Tramazoline is a sympathomimetic drug that is used in the form of tramazoline hydrochloride in nasal decongestant preparations. Tramazoline is an α-adrenergic receptor agonist that inhibits secretion of nasal mucus.

Tolonidine, 2(2-chloro-p-toluidino)-2-imidazoline-nitrate, is a substance chemically related to clonidine. In the anesthetized dog, tolonidine administered i.v. decreased the amplitude of ventricular contractions, reduced aortic blood flow and increased peripheral vascular resistances.

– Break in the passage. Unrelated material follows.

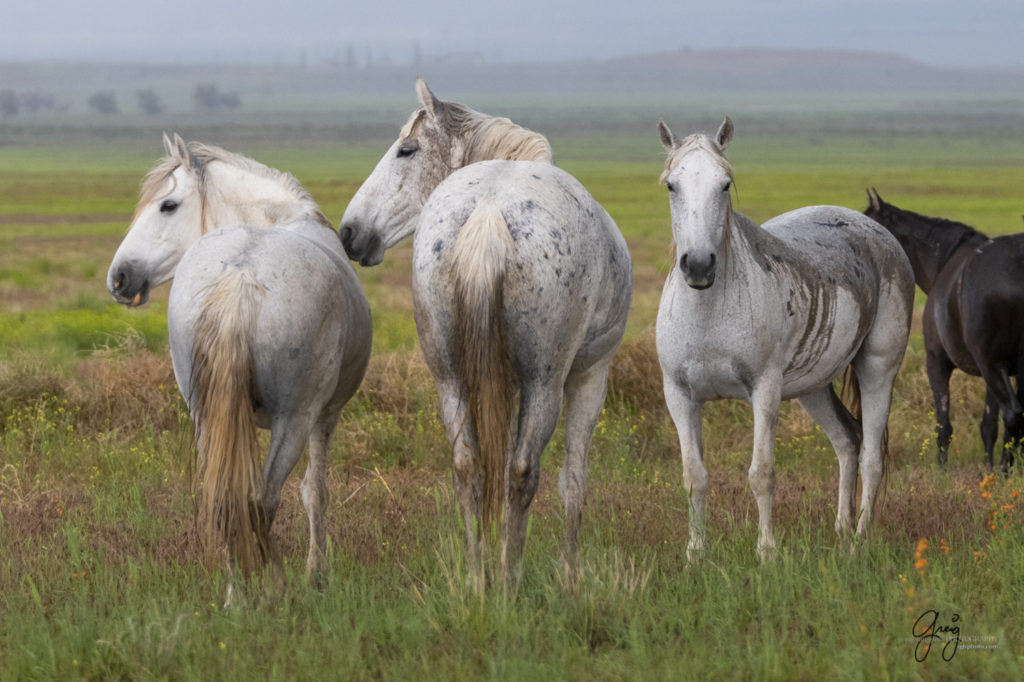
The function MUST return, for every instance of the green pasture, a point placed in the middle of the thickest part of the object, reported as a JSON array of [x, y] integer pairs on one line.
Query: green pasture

In the bivagotomized pithed rat, tolonidine induced a long-lasting increase in blood pressure with no secondary hypotension, thus suggesting peripheral sympathomimetic properties, however, contractions of seminal vesicles in vitro were not obtained. The product proved to have no peripheral sympatholytic or parasympatholytic properties.

Etoperidone is an atypical antidepressant introduced in Europe in 1977. The activity of etoperidone is made mainly by its major metabolite 1-(3'-chlorophenyl)piperazine (mCPP). mCPP binds with different affinity to most of the serotonergic receptors and adrenergic receptors. This metabolite is an agonist of 5-HT2c and an antagonist of 5-HT2a. Part of etoperidone structure contributes to the activity in the α-adrenergic receptors. Etoperidone has been studied for the treatment of depression, tremors in Parkinson, extrapyramidal symptoms and male impotence. It is not certain if it was ever approved and marketed but its current status is withdrawn.